Simultaneous profiling of native-state proteomes and transcriptomes of brain cell types using proximity labeling

Deep molecular phenotyping of cells at transcriptomic and proteomic levels is an essential first step to understanding cellular contributions to development, aging, injury, and disease. Since proteome and transcriptome level abundances only modestly correlate with each other, complementary profiling of both levels of abundances are needed. We report a novel method to capture the cell type-specific transcriptome and proteome simultaneously from both in vitro and in vivo experimental model systems. This method leverages the ability of biotin ligase, TurboID, to biotinylate cytosolic proteins including ribosomal and RNA-binding proteins, which allows enrichment of biotinylated proteins for proteomics as well as protein-associated mRNA for transcriptomics. We validated this approach first using well-controlled in vitro systems to verify that the proteomes and transcriptomes obtained reflect the ground truth, bulk proteomes and transcriptomes. We also show that the effect of a biological stimuli (e.g., neuroinflammatory activation by LPS) can be faithfully captured.
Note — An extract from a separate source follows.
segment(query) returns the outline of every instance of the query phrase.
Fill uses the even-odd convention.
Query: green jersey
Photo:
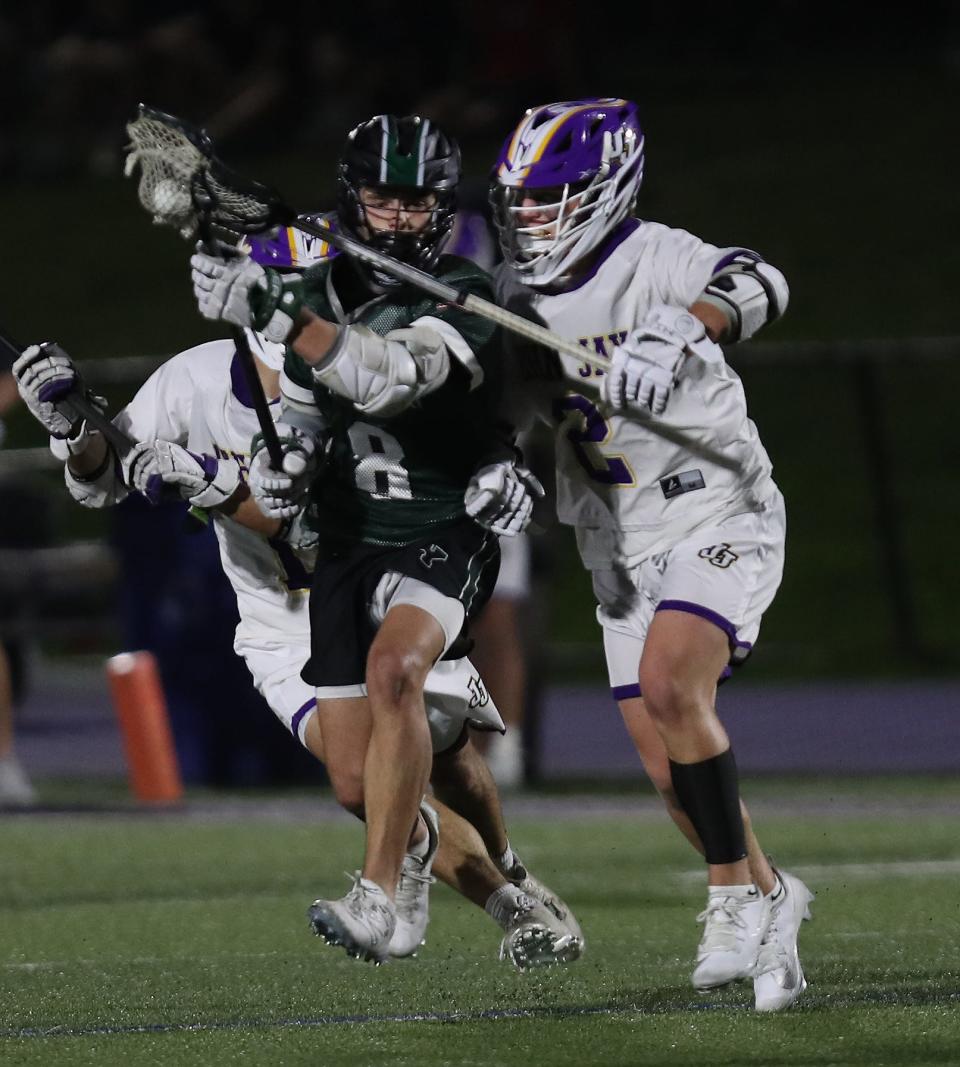
[[[466,259],[442,256],[435,276],[493,300],[490,275]],[[458,522],[476,469],[509,455],[510,430],[498,420],[499,329],[407,286],[373,296],[348,256],[311,267],[303,287],[305,305],[321,318],[363,323],[380,335],[419,319],[441,319],[476,359],[465,366],[451,353],[443,385],[399,414],[379,418],[317,384],[309,366],[287,350],[286,378],[300,387],[299,400],[310,392],[332,434],[326,463],[311,489],[324,543],[403,545]]]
We also applied this approach to obtain native-state proteomes and transcriptomes from two key brain cell types (Aldh1l1-expressing astrocytes and Camk2a-expressing neurons), thereby validating the in vivo application of this approach. We also used these data to interrogate protein mRNA concordance and discordance across two brain cell types, providing insights into shared and unique molecular processes such as cytoskeletal and mitochondrial-related functions.